Zwischen künstlicher Intelligenz und menschlicher Existenz: “we are here to create”

Über die letzten Jahre und Jahrzehnte entwickelte die Menschheit eine Vielzahl an praktischen Werkzeugen und Hilfsmittel für unterschiedliche Problemstellungen. Eine Frage konnten wir allerdings trotz unseres Erfinder- und Entdeckergeistes bisher noch nicht beantworten: die Frage, warum wir überhaupt hier sind. In einem Gespräch mit Edge publiziert Kai-Fu Lee, Spezialist im Bereich der Künstlichen Intelligenz (KI), seine Gedanken zu diesem Thema und widmet sich der Beziehung zwischen künstlicher Intelligenz und menschlicher Existenz: “Why are we here?”

Um sich dieser Frage anzunähern, gilt es, herauszufinden wie das menschliche Gehirn tatsächlich funktioniert. Erst dann kommt die Frage, wie und ob Computer das menschliche Gehirn überhaupt ersetzen können?

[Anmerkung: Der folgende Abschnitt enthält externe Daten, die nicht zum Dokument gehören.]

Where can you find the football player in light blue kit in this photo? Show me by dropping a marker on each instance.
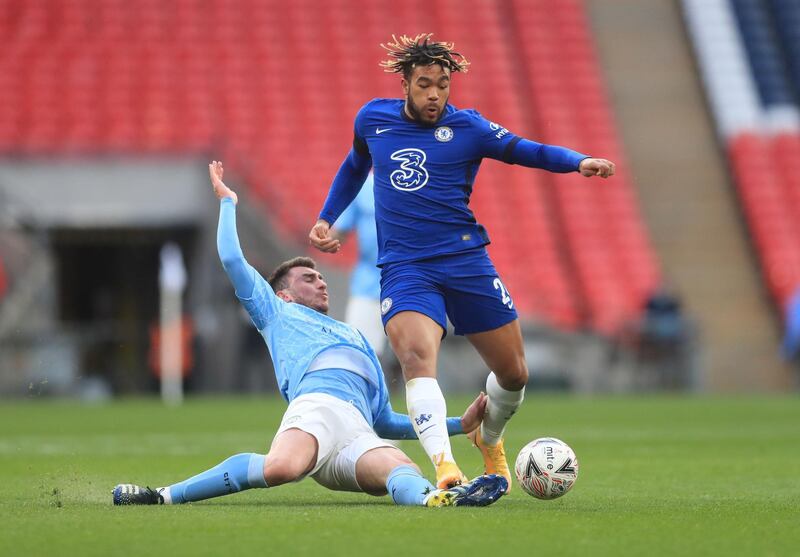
(338, 402)
(425, 154)
(364, 305)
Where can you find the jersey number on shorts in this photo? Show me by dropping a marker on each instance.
(504, 295)
(412, 173)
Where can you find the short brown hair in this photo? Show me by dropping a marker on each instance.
(277, 280)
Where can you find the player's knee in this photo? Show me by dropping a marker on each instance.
(416, 362)
(514, 376)
(279, 470)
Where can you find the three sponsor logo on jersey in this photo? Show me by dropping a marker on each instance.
(412, 174)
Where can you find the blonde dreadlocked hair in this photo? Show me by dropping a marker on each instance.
(406, 53)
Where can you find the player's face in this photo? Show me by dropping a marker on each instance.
(427, 92)
(307, 287)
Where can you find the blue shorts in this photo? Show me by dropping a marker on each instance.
(464, 287)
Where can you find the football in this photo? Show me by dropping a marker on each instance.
(546, 468)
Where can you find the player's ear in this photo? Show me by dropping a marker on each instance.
(285, 295)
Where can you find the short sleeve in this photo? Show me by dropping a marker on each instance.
(494, 140)
(263, 305)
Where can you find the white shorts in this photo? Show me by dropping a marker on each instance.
(342, 433)
(365, 315)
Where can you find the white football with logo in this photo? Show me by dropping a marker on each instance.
(546, 468)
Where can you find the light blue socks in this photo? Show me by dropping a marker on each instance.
(237, 473)
(407, 486)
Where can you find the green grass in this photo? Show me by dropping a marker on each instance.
(659, 476)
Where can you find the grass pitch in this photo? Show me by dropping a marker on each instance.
(659, 476)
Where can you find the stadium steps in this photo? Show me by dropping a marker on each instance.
(685, 192)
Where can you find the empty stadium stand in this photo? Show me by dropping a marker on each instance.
(271, 87)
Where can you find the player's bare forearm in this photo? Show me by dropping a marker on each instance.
(596, 167)
(215, 171)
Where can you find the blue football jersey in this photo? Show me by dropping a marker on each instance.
(424, 177)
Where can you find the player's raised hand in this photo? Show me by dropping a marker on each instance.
(222, 191)
(321, 238)
(473, 415)
(596, 167)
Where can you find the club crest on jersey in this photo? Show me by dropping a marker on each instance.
(443, 134)
(501, 131)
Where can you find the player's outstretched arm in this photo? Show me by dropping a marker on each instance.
(215, 171)
(241, 274)
(323, 238)
(393, 425)
(596, 167)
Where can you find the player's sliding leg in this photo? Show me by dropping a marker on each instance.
(293, 453)
(388, 470)
(415, 340)
(237, 473)
(503, 352)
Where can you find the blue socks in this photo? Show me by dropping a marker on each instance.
(237, 473)
(406, 486)
(246, 470)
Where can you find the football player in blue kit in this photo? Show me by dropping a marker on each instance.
(338, 401)
(425, 154)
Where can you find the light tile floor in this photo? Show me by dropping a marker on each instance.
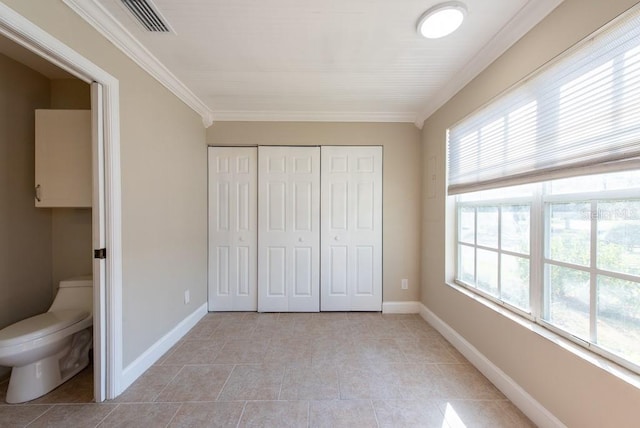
(299, 370)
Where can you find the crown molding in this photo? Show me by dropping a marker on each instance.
(526, 18)
(100, 19)
(313, 116)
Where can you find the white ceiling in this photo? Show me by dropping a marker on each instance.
(345, 60)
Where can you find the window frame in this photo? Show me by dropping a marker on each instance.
(540, 201)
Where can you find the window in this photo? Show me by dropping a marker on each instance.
(546, 180)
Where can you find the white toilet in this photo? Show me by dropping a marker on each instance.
(46, 350)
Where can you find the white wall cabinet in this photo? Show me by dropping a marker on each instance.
(63, 158)
(295, 229)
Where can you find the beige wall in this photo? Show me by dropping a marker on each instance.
(578, 393)
(25, 231)
(164, 199)
(71, 227)
(401, 182)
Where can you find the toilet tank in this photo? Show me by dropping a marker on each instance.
(74, 293)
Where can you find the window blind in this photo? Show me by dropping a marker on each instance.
(578, 114)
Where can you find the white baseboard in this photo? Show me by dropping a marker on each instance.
(518, 396)
(401, 307)
(141, 364)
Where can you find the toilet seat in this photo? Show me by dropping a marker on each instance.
(39, 326)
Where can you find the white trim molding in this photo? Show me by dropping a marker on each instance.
(100, 19)
(518, 396)
(313, 116)
(109, 311)
(526, 18)
(401, 307)
(141, 364)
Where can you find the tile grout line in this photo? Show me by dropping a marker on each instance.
(174, 415)
(225, 384)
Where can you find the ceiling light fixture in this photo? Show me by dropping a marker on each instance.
(442, 19)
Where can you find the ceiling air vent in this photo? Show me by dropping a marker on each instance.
(147, 15)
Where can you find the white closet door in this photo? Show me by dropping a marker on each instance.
(289, 229)
(351, 228)
(232, 229)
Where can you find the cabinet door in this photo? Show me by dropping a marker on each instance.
(289, 229)
(351, 229)
(63, 158)
(232, 229)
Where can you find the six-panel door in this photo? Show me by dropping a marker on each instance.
(265, 240)
(351, 216)
(288, 229)
(232, 229)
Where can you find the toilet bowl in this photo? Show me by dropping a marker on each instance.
(46, 350)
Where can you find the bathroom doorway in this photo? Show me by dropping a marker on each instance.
(106, 216)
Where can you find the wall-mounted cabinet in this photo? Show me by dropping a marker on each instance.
(63, 158)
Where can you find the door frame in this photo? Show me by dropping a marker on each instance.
(107, 313)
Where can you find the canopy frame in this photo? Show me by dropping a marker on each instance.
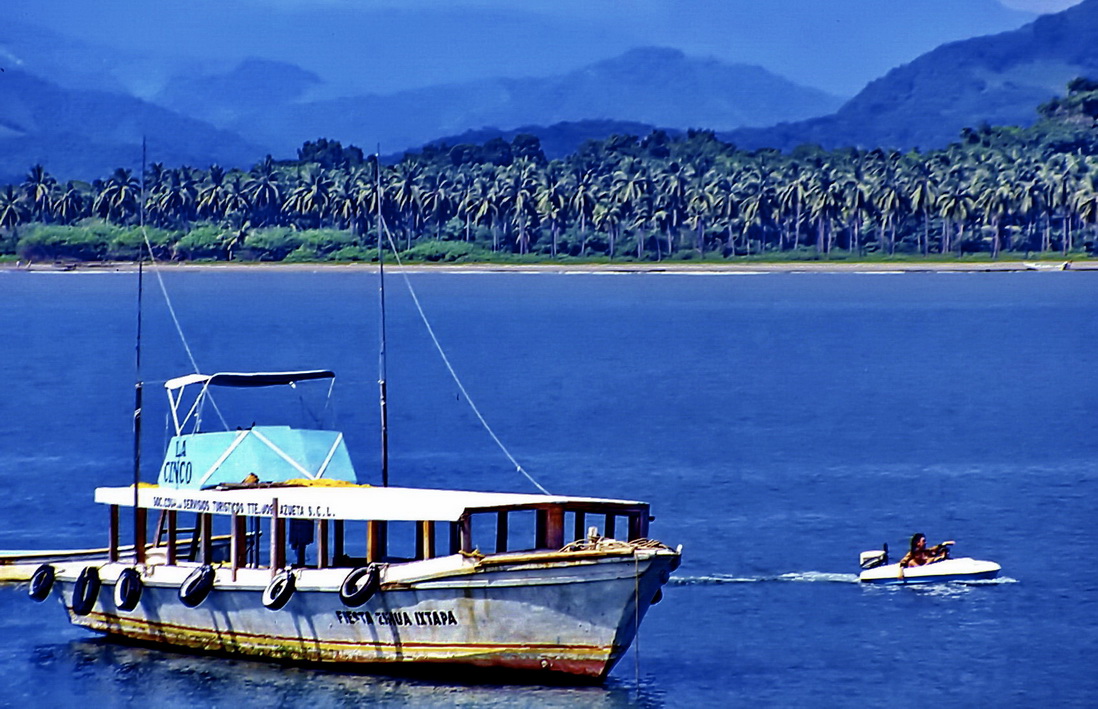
(176, 387)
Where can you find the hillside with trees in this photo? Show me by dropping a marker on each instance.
(995, 79)
(627, 198)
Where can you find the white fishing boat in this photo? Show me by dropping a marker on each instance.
(876, 570)
(383, 577)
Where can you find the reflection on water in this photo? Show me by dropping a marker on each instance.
(112, 674)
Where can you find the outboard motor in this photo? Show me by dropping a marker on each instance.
(874, 559)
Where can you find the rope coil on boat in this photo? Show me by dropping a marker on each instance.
(601, 543)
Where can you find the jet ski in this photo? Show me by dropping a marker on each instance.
(876, 570)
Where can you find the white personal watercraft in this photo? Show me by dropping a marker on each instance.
(876, 570)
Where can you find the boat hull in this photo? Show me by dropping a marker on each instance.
(948, 570)
(569, 618)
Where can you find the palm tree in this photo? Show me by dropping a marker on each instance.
(265, 193)
(309, 200)
(584, 199)
(920, 199)
(409, 197)
(71, 203)
(519, 189)
(551, 202)
(38, 188)
(954, 206)
(119, 199)
(13, 211)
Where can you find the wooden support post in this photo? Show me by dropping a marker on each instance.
(141, 533)
(170, 556)
(425, 539)
(205, 524)
(337, 548)
(278, 539)
(467, 535)
(555, 527)
(112, 544)
(376, 540)
(501, 532)
(322, 543)
(455, 537)
(238, 546)
(541, 529)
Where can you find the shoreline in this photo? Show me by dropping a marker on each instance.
(654, 268)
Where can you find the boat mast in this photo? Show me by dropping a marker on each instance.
(381, 329)
(138, 384)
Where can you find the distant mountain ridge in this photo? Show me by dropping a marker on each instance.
(656, 86)
(926, 103)
(87, 134)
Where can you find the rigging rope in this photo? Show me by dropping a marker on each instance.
(449, 367)
(175, 319)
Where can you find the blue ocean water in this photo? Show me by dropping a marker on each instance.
(779, 424)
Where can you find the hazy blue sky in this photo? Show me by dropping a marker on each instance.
(384, 45)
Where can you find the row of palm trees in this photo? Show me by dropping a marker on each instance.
(695, 197)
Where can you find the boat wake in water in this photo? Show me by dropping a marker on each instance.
(807, 576)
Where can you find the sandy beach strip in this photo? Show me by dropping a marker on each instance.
(625, 268)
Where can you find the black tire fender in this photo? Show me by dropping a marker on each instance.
(42, 583)
(86, 591)
(280, 589)
(197, 586)
(127, 589)
(360, 585)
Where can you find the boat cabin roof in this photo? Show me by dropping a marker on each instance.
(351, 502)
(247, 379)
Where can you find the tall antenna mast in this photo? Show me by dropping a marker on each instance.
(138, 384)
(381, 328)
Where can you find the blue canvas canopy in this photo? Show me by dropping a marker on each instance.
(197, 459)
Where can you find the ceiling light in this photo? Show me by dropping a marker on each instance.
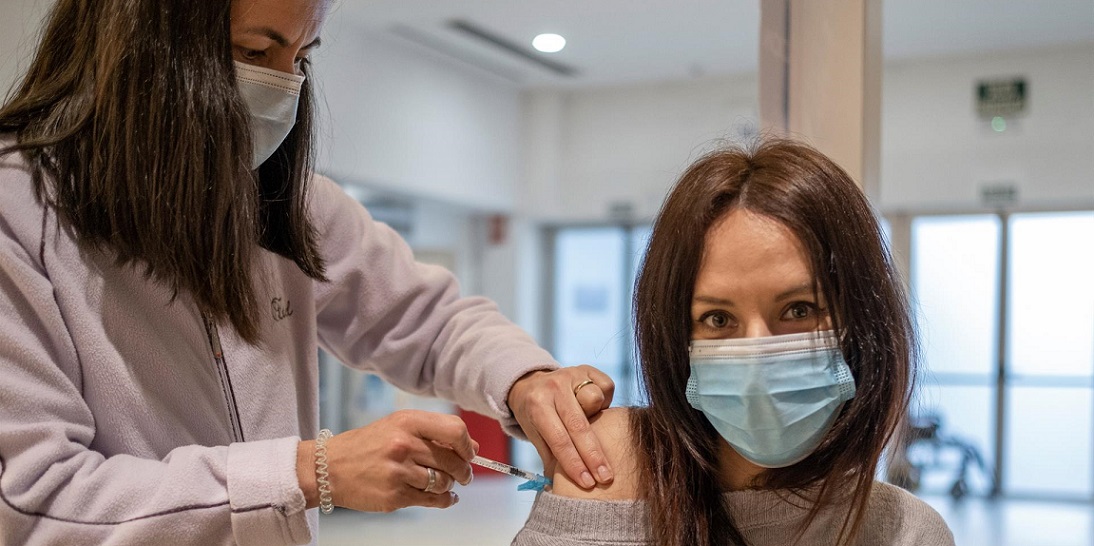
(548, 43)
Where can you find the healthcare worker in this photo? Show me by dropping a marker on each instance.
(169, 267)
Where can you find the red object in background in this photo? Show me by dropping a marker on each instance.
(492, 441)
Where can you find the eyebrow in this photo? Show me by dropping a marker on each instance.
(801, 289)
(279, 38)
(712, 301)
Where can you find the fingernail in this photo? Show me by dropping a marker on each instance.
(605, 473)
(586, 479)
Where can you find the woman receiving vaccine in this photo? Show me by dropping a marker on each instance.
(777, 352)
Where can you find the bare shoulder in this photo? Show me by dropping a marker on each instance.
(613, 429)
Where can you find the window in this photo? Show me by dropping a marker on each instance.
(594, 278)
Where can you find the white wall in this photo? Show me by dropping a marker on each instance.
(937, 152)
(586, 150)
(19, 25)
(404, 120)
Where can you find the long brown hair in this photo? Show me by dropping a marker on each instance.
(817, 201)
(135, 131)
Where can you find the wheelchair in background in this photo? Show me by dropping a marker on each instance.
(927, 448)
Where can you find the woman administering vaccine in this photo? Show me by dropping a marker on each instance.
(169, 266)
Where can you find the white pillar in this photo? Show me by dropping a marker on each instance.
(821, 69)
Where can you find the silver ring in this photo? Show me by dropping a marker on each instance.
(583, 383)
(432, 480)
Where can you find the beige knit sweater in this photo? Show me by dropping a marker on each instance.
(894, 517)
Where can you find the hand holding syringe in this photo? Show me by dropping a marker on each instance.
(536, 481)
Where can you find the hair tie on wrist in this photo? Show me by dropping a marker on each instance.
(326, 506)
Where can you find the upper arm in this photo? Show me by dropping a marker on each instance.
(613, 428)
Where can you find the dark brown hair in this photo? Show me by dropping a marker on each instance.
(132, 126)
(817, 201)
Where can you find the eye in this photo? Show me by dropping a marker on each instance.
(251, 55)
(717, 320)
(800, 311)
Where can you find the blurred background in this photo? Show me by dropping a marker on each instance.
(535, 176)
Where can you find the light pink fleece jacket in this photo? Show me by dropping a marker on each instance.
(115, 422)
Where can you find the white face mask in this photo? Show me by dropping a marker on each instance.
(271, 96)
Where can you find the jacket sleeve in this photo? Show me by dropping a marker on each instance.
(56, 488)
(405, 321)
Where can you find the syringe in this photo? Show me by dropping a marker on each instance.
(536, 481)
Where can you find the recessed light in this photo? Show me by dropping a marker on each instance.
(548, 43)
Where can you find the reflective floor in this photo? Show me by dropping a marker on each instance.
(490, 511)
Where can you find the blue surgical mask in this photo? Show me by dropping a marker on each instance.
(271, 96)
(771, 398)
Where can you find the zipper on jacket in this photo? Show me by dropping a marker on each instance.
(225, 379)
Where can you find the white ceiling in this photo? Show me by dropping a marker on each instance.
(614, 42)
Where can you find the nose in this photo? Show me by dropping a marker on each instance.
(757, 328)
(286, 64)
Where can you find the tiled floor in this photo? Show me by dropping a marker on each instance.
(490, 511)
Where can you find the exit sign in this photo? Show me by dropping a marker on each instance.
(1000, 97)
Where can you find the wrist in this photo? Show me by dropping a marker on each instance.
(305, 473)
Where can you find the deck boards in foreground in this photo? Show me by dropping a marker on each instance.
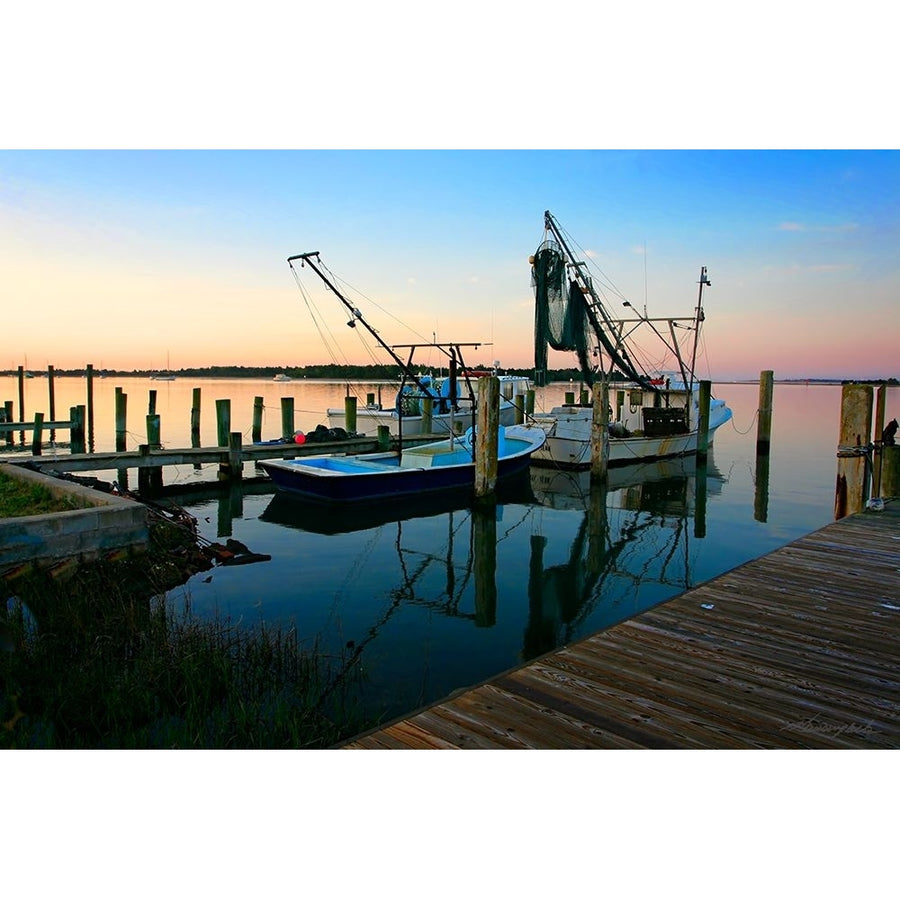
(798, 649)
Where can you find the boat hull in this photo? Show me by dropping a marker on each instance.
(427, 469)
(568, 441)
(368, 421)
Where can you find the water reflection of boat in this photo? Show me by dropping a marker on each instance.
(343, 519)
(630, 548)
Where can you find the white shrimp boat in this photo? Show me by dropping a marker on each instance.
(651, 414)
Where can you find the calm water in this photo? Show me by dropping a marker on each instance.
(445, 598)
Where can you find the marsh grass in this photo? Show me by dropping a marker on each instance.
(18, 498)
(101, 659)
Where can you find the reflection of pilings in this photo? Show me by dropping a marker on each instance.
(540, 631)
(89, 403)
(853, 446)
(880, 398)
(484, 534)
(598, 524)
(761, 497)
(703, 424)
(230, 507)
(700, 476)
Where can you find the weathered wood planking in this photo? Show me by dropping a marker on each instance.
(798, 649)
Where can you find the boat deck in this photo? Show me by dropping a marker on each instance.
(797, 649)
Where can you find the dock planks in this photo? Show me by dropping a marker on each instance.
(799, 649)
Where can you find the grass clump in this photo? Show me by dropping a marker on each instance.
(20, 498)
(90, 662)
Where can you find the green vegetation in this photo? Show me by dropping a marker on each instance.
(20, 498)
(87, 661)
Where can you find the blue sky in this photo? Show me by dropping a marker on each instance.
(183, 253)
(155, 253)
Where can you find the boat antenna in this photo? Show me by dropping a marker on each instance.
(311, 259)
(698, 319)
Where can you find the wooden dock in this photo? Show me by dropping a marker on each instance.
(798, 649)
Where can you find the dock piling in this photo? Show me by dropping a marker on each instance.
(287, 418)
(195, 418)
(851, 487)
(764, 422)
(223, 422)
(256, 431)
(600, 432)
(487, 435)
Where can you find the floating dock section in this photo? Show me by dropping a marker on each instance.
(797, 649)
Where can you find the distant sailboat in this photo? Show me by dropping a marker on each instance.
(167, 375)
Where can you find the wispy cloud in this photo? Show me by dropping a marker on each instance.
(801, 226)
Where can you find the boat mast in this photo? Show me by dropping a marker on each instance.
(595, 308)
(311, 259)
(698, 319)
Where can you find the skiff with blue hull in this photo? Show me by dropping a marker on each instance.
(447, 465)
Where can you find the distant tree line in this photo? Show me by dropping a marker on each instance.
(335, 372)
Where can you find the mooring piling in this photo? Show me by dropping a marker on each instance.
(764, 421)
(853, 467)
(600, 432)
(487, 430)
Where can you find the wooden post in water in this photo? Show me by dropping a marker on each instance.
(287, 418)
(76, 417)
(877, 457)
(703, 424)
(600, 432)
(234, 468)
(195, 417)
(256, 430)
(764, 422)
(89, 404)
(487, 435)
(154, 442)
(761, 492)
(153, 431)
(121, 418)
(37, 434)
(223, 422)
(853, 445)
(349, 413)
(8, 410)
(51, 397)
(890, 471)
(21, 401)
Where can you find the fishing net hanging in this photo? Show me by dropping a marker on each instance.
(560, 319)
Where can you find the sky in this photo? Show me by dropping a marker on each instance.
(153, 181)
(134, 259)
(159, 164)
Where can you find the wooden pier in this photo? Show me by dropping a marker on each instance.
(798, 649)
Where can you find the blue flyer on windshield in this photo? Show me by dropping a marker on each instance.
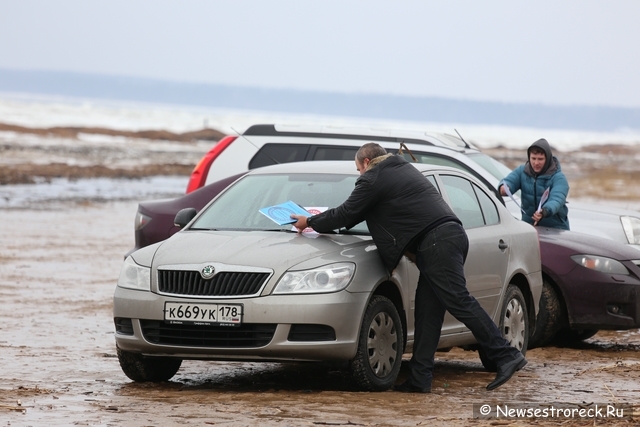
(281, 214)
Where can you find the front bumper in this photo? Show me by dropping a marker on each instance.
(269, 323)
(601, 301)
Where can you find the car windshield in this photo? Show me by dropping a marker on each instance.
(491, 165)
(238, 208)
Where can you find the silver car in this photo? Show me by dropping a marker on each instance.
(234, 285)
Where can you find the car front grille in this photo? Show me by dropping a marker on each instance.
(227, 284)
(247, 335)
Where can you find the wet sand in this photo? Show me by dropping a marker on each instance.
(58, 269)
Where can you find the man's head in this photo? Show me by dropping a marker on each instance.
(537, 159)
(540, 156)
(366, 153)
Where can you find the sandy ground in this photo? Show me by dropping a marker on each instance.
(59, 267)
(59, 263)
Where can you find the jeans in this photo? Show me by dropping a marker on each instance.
(440, 257)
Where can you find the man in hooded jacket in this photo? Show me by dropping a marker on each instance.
(542, 171)
(406, 215)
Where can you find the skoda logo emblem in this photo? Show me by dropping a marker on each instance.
(208, 272)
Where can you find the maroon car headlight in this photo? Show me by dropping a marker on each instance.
(140, 220)
(601, 264)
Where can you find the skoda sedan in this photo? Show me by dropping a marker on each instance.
(234, 285)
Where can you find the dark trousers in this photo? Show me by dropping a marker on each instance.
(440, 257)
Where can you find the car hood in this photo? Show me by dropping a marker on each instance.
(586, 244)
(274, 250)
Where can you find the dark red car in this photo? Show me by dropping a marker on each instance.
(591, 283)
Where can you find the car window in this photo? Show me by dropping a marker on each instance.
(333, 153)
(271, 154)
(489, 210)
(463, 200)
(432, 180)
(238, 207)
(491, 165)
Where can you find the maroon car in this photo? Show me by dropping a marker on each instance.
(591, 283)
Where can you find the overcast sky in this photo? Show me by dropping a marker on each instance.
(565, 52)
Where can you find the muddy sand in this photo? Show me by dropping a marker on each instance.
(59, 266)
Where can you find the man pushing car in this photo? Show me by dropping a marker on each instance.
(406, 215)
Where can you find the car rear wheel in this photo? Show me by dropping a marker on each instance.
(514, 325)
(549, 314)
(380, 347)
(153, 369)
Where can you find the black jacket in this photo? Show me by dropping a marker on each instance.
(398, 203)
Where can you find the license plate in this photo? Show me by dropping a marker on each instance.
(203, 314)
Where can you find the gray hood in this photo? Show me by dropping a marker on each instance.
(274, 250)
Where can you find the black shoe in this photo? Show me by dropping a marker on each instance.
(506, 371)
(407, 387)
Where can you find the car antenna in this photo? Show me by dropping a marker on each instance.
(466, 145)
(402, 145)
(256, 147)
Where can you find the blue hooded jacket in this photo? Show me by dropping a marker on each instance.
(533, 185)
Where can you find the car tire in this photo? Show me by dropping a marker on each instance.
(549, 315)
(572, 336)
(142, 369)
(514, 325)
(380, 347)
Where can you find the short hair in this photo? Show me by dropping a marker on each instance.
(370, 151)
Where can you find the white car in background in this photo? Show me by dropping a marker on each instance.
(262, 145)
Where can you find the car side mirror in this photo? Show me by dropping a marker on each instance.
(184, 217)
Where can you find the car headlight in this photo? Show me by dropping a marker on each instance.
(601, 264)
(330, 278)
(140, 220)
(134, 276)
(631, 227)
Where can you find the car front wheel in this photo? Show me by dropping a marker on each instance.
(514, 325)
(153, 369)
(380, 346)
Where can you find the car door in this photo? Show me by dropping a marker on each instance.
(489, 242)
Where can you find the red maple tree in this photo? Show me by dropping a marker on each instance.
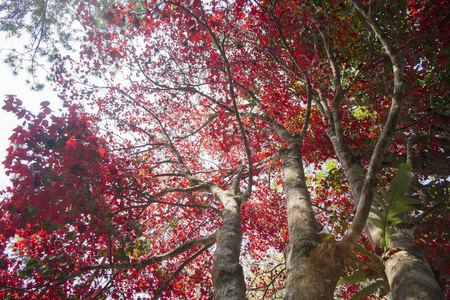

“The believe at one point was that we would take the human intelligence and implement it as rules that would have a way to act as people if we provided the steps in which we go through our thoughts.”
 

Die “if, then, else”-Regel: inspiriert vom Gehirn, übertragen auf Computer

Eine erste Annäherung basiert auf dem Glauben, dass menschliche Intelligenz auf ein Regelwerk von Entscheidungen heruntergebracht und diese Regel- und Handlungsmuster auf Computer übertragen werden können. Wenn wir dem Computer alle Schritte und Abfolgen unserer Entscheidungsfindung, unseres Handeln aufbereiten und bereitstellen, so der Gedanke, hätte die Maschine die Möglichkeit, dieses Regelwerk zu übernehmen und selbst anzuwenden.

Nachdem Kai-Fu Lee und ein großer Teil der KI-Gemeinschaft diese Annahme erforscht hatten, kamen sie zu der Erkenntnis, dass es einfach zu viele Regeln gibt, die das menschliche Verhalten bestimmen, als dass sie alle berücksichtigen könnten. Der klassische, regelbasierte Ansatz (“GOFAI” – Good Old Fashioned Artificial Intelligence) war zu simpel und zu mechanistisch. Unsere Welt ist komplex und zu einem hohen Grad unsicher – und nicht ausschließlich mit Symbolen und Regeln erklärbar.
 

Die Entdeckung des “Speaker independent speech recognition system”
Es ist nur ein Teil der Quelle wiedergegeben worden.